Dorine had a blogpost on their work on communities of practice in the development sector. I planned to reblog it, but didn't find the time, till here in Ghana (as the saying goes, in Europe we have clocks, but here we have time). Dorine participated in the online community of practice workshop and did a project with Bill Williams and Patricia Mantey. They made their small project quite big, as it resulted in a large and resourceful document with all kind of references that you can find online here. They had 5 main topics:
1. Life after funding
2. Gaps in technology
3. Differences in communities
4. Multiple cultures and languages
5. Donor pressure and expectations
They looked for cases and interviewed people. I was amongst the people they interviewed by mail, not know that these answers would be posted integrally in the report (I assumed they'd use it to inform their own opinion and write something condenses). It felt very ackward to be quoted as an 'expert' on all these big questions I don't really have an answer to, and then amongst the responses of other experts, sometimes completely contradicting. Would have been more fun to have an exchange! The biggest difference in opinion as I recall was my opinion that funding can be helpful (but tricky ofcourse) compared to Ueli's answers which go into the direction of banning funding for effective communities of practice. (I'm lazy to search for quotes, but if it's interesting to you, you can find it in the document). They are hopefully going to organize on online exchange still (the intention is there at least).
What I personally learned from it, is that I can see the parallel between funders and communities of practice and the manager's paradox. Both funders and managers should refrain from too much trying to control the domain discussions, but engaging in it in the right way can be energizing.
Hi Joitske, thanks for mentioning our project on your blog.
ReplyDeleteAbout a proposed online discussion: We haven't figured out how an online discussion should best take place (e.g. using an existing mailing list or a forum/weblog). What we have decided is that a first discussion is planned for the first weeks of September. Everyone (expert and people-that-don't-think-they're-expert) is welcome to join that conversation.
We'll probably pick part of the project (e.g. 1 of the 5 topics) and focus on that to keep it manageable.
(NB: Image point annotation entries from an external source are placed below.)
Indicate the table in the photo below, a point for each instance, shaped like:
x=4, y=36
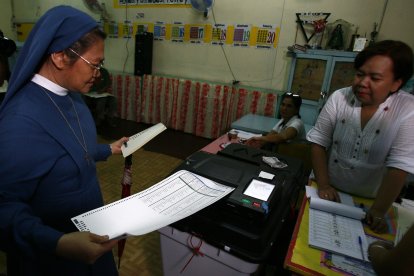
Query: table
x=305, y=260
x=255, y=123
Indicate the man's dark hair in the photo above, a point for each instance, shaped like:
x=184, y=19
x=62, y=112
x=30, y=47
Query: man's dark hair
x=400, y=53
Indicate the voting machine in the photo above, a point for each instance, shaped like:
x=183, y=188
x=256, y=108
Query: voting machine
x=247, y=222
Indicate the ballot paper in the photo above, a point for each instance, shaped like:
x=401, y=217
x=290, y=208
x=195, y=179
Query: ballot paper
x=337, y=228
x=136, y=141
x=174, y=198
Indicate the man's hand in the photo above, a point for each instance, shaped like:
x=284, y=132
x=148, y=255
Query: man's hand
x=255, y=142
x=83, y=246
x=329, y=193
x=116, y=146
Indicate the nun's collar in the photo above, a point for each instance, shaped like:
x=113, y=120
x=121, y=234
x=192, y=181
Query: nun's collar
x=49, y=85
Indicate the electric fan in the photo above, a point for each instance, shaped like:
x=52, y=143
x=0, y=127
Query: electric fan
x=202, y=5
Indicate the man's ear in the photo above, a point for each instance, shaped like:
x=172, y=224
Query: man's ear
x=58, y=59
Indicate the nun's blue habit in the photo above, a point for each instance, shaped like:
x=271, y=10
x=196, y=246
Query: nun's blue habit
x=44, y=178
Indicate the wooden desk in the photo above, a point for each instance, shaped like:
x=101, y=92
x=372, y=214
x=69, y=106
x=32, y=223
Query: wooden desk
x=214, y=146
x=255, y=123
x=305, y=260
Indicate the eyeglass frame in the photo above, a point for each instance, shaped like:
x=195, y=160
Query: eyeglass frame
x=292, y=94
x=98, y=67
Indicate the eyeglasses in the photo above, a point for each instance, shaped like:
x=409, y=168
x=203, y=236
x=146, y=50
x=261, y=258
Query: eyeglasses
x=94, y=66
x=292, y=94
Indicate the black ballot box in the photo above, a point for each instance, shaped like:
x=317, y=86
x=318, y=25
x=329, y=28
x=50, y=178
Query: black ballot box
x=247, y=222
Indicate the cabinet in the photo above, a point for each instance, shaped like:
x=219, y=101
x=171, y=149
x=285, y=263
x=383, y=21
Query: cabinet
x=315, y=74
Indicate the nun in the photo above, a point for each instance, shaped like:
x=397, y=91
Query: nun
x=49, y=150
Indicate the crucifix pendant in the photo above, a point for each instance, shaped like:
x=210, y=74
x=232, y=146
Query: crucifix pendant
x=87, y=159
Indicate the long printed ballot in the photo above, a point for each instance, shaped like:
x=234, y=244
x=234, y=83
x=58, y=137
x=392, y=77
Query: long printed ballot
x=176, y=197
x=337, y=228
x=136, y=141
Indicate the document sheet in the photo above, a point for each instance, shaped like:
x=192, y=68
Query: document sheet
x=136, y=141
x=176, y=197
x=337, y=228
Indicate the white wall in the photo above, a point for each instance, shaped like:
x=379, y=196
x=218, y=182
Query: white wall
x=252, y=67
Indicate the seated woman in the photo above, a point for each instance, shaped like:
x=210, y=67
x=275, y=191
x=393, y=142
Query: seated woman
x=290, y=127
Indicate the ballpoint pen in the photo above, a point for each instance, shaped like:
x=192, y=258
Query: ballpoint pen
x=360, y=247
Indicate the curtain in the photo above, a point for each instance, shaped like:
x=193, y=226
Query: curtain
x=202, y=108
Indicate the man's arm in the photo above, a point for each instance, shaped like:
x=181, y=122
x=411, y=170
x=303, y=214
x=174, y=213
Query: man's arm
x=396, y=261
x=273, y=137
x=320, y=169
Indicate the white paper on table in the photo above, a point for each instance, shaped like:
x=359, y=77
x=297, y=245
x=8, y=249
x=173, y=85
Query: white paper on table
x=245, y=134
x=337, y=208
x=176, y=197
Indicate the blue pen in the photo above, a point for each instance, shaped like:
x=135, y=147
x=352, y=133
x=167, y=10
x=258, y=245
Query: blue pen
x=360, y=246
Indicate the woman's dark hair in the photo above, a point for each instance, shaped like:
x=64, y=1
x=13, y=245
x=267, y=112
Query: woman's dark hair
x=400, y=53
x=84, y=43
x=296, y=100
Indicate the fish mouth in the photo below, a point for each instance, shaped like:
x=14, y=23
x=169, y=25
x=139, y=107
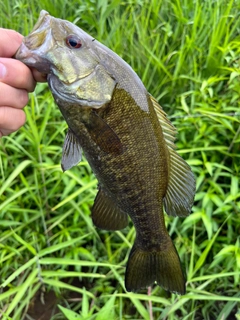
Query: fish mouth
x=35, y=43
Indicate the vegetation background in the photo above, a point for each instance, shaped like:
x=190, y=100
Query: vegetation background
x=54, y=264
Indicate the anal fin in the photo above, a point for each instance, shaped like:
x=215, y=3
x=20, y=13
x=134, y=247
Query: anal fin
x=106, y=214
x=179, y=197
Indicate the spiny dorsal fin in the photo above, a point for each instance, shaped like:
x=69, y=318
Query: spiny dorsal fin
x=106, y=215
x=180, y=193
x=72, y=151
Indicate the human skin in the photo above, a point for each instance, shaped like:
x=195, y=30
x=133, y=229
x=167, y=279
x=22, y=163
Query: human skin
x=16, y=81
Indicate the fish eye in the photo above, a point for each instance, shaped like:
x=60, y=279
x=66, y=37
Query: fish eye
x=73, y=42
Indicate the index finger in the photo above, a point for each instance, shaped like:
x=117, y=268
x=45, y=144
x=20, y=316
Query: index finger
x=10, y=42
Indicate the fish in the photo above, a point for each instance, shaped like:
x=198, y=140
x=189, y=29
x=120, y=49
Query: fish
x=127, y=139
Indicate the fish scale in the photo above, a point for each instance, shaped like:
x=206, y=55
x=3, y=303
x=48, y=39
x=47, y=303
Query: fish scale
x=127, y=140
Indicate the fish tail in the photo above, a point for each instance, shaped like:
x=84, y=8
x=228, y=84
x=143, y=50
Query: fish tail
x=145, y=266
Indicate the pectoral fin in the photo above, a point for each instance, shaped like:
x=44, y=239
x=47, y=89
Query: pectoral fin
x=106, y=214
x=72, y=151
x=103, y=135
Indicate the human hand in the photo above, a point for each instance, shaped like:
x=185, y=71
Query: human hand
x=16, y=81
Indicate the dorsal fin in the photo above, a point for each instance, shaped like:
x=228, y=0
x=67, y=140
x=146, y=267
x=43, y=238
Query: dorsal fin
x=180, y=193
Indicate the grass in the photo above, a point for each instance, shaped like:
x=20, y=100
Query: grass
x=188, y=55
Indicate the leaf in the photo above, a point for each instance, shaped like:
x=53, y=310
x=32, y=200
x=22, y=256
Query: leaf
x=14, y=174
x=70, y=315
x=107, y=312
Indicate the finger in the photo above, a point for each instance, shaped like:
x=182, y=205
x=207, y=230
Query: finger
x=39, y=77
x=16, y=74
x=12, y=97
x=10, y=42
x=11, y=120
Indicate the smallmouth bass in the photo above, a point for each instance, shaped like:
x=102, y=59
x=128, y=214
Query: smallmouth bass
x=127, y=140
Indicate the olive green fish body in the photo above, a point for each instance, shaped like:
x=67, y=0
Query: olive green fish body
x=127, y=140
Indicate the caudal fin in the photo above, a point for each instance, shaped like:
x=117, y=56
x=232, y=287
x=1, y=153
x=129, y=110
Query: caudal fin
x=144, y=267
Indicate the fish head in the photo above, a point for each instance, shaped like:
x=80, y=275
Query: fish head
x=67, y=55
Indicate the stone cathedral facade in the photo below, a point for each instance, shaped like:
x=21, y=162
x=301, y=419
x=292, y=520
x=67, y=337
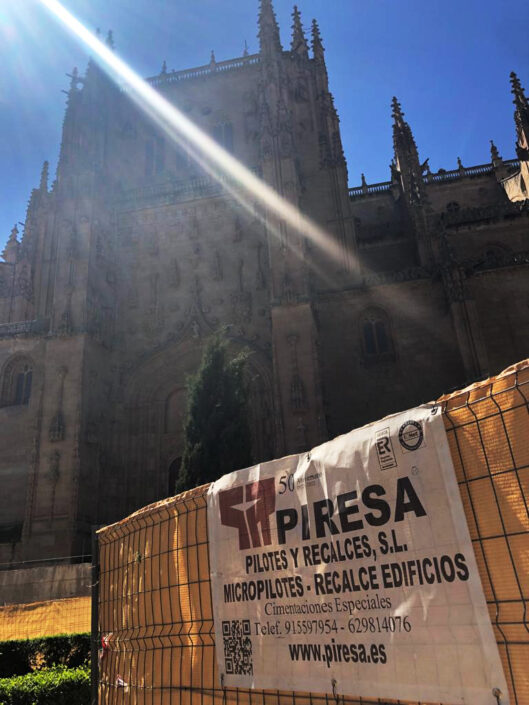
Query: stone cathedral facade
x=134, y=255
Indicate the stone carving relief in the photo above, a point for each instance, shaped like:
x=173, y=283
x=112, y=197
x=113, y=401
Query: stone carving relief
x=261, y=279
x=54, y=466
x=298, y=395
x=241, y=300
x=57, y=427
x=4, y=286
x=237, y=233
x=174, y=275
x=216, y=267
x=24, y=284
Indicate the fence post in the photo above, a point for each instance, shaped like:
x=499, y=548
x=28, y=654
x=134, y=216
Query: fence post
x=94, y=635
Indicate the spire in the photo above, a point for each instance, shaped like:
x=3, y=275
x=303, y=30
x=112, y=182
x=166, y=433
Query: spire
x=11, y=249
x=269, y=40
x=403, y=141
x=317, y=46
x=406, y=155
x=521, y=118
x=520, y=100
x=44, y=178
x=299, y=44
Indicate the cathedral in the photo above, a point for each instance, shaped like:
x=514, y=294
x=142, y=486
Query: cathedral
x=135, y=254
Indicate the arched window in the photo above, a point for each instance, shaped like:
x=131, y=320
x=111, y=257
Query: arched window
x=16, y=382
x=377, y=341
x=174, y=471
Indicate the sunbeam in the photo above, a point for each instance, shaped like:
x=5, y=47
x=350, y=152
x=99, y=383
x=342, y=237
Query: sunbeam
x=217, y=161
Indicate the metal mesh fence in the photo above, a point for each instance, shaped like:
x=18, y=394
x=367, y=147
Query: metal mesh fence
x=38, y=599
x=48, y=618
x=155, y=604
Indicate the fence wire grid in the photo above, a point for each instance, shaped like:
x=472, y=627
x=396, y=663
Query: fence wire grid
x=155, y=616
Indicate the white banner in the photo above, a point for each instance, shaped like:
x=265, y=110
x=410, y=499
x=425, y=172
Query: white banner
x=351, y=567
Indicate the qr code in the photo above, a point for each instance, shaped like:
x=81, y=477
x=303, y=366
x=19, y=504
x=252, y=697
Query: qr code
x=237, y=647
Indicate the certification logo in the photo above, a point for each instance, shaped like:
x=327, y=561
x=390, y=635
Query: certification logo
x=385, y=454
x=411, y=435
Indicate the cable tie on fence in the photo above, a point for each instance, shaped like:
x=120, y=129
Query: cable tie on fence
x=335, y=694
x=223, y=689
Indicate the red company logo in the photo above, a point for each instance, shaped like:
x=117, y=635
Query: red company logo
x=260, y=500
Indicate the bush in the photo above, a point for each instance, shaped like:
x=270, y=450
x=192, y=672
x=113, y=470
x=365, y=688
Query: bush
x=53, y=686
x=26, y=655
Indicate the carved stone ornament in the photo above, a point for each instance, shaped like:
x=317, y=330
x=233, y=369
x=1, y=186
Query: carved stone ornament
x=54, y=462
x=57, y=428
x=24, y=285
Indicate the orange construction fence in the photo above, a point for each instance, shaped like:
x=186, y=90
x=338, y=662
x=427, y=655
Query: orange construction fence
x=155, y=605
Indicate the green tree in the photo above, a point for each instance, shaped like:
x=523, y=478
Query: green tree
x=217, y=436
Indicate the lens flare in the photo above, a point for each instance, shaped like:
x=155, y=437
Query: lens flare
x=221, y=165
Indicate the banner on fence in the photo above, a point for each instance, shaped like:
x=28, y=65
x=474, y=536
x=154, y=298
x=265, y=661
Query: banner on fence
x=350, y=568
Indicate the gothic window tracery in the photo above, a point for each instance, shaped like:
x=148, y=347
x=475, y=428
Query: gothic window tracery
x=377, y=342
x=154, y=156
x=223, y=134
x=16, y=382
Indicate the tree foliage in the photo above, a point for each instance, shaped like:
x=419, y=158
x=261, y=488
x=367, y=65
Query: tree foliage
x=53, y=686
x=217, y=436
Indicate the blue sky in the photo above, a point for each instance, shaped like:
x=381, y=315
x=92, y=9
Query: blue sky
x=447, y=61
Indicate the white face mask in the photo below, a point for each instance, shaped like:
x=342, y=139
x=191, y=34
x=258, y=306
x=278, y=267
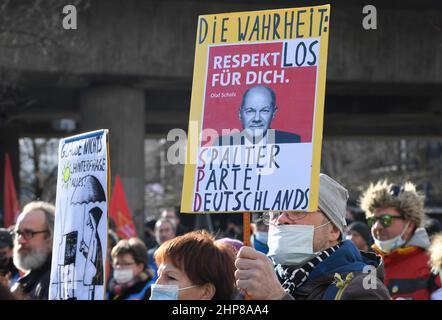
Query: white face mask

We created a weblog in advance, just to have a location where more info will be published and people can find us / comment on the project, etcetera. Currently only the report is there, but all comments are welcome. The address is: http://cops4dev.wordpress.com/
Cheers,
Dorine
(By the way I DO think your an expert just as much as Ueli and the others! And of course we were happy that you took time for revising your comments a bit for the public eye, after people's reactions made clear we should share the project results more widely. Thanks again!)